Future Tense

Humans Are Getting More Botlike on Twitter

That makes it harder to tell the difference.

Cesar Sayoc’s Twitter page, with his mugshot in the corner.
Photo illustration by Slate. Photos by Twitter and Broward County Sheriff’s Office.

We know for sure that Cesar Sayoc, who allegedly targeted high-profile Democrats with mail bombs in late October, isn’t a Russian bot. His mugshot proves that he’s a flesh-and-blood Florida human rather than a computer program. But if you had read the postings from his now-suspended Twitter account, it wasn’t so easy to tell. You might have concluded that Sayoc was, in fact, a robot. And that’s a problem.

We’ve been under assault by fake internet personae since well before Trump threw his hat into the presidential ring.
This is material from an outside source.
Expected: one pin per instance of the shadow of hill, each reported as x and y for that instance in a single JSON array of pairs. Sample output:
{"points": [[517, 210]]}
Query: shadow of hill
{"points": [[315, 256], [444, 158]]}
However, it used to be easy to tell the difference between an ordinary person on the internet and a machine-operated facsimile. Robots simply weren’t very good at imitating human speech and communication patterns. With the chatbots of yesteryear like Eliza, you had to be exceptionally stupid or exceptionally horny to think a virtual human was real. Now, it’s not so easy—not just because bots are getting better at imitating humans, but because humans are increasingly acting like bots.

Even in the Stone Age of virtual personae, there was no surefire way to tell when an internet person was actually a robot—but there are often dead giveaways. One of the most reliable is that humans have to sleep and bots don’t. If you find an account that’s tweeting 24/7, you can be certain that it’s a robot, or at least a cyborg human that allows a bot to post while he’s unconscious.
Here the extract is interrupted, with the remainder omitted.